McConnell Says He May Be Open to Bipartisan Measure on Health Care

It burns! Photo: Win McNamee/Getty Images

After Susan Collins, Lisa Murkowski, and John McCain shattered his dream of taking away health insurance from millions of Americans, Senate Majority Leader Mitch McConnell is facing a horrifying new reality: He may need to work with Democrats to stabilize Obamacare.

Over the weekend, McConnell acknowledged that harsh truth — sort of — when he told reporters in Kentucky that he could imagine working with senators across the aisle to help shore up health insurance markets.

“If the Democrats are willing to support some real reforms rather than just an insurance company bailout, I would be willing to take a look at it,” McConnell said. He also maintained there was “still a chance” Republicans could yet repeal Obamacare, while admitting that the chances are fading every day.

It’s unclear what McConnell means by “real reforms.” If they involve any of the provisions in his “skinny repeal” bill that failed in the Senate, it’s unlikely Democrats would want to cooperate.

But it’s also unclear just how much leverage McConnell has left on the issue. Since the frenzied attempt to repeal and replace Obamacare died its dramatic death, Democrats and Republicans in Congress have opened discussions about how to shore up the law as a countermeasure to President Trump’s master strategy: letting it collapse.

Tennessee senator Lamar Alexander, the chairman of the Senate Health, Education, Labor and Pensions Committee, along with his Democratic counterpart, Washington’s Patty Murray, have announced bipartisan hearings in September to address struggling health-care exchanges. And in the House, representatives Tom Reed of New York and Charlie Dent of Pennsylvania worked with Democrats to introduce legislation that would help fund vital cost-sharing subsidies, which Trump has threatened to cut off.

Most Republicans aren’t involved with these efforts, and getting any bipartisan legislation through Congress would be a heavy lift. But even a hint of cooperation is a significant departure. Since Obamacare went into effect, GOP lawmakers have almost uniformly ignored the kind of fixes that could make the law function better. They have instead let problems — like unstable marketplaces — fester in an effort to prove their unshakable opinion that the law is a catastrophe, paving the way for its repeal.
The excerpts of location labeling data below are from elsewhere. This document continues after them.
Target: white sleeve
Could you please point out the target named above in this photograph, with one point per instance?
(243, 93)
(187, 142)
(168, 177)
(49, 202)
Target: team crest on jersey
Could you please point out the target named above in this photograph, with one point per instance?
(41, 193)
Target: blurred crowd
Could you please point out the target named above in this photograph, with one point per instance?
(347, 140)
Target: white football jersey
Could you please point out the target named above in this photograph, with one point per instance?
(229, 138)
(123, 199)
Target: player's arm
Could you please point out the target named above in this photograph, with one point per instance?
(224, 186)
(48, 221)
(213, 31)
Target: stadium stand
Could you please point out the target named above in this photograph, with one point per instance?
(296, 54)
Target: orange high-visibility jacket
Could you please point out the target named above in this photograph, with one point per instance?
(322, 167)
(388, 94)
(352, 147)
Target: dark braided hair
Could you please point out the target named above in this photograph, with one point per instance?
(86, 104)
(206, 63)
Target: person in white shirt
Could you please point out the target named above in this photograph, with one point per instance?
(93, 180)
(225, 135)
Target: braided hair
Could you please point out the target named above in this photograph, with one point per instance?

But now, with that possibility likely out of the picture, McConnell faces a dilemma. Though the marketplaces are not in a death spiral, as Trump and Paul Ryan would have the public believe, they need significant patching up. McConnell knows that if exchanges collapse or insurers raise prices out of uncertainty, voters will likely punish Republicans, not Democrats, in 2018. So he can face reality and improve the law he so loathes, or continue to push for an increasingly quixotic repeal.

Suffice it to say, this isn’t the sort of decision he was hoping to make in August 2017.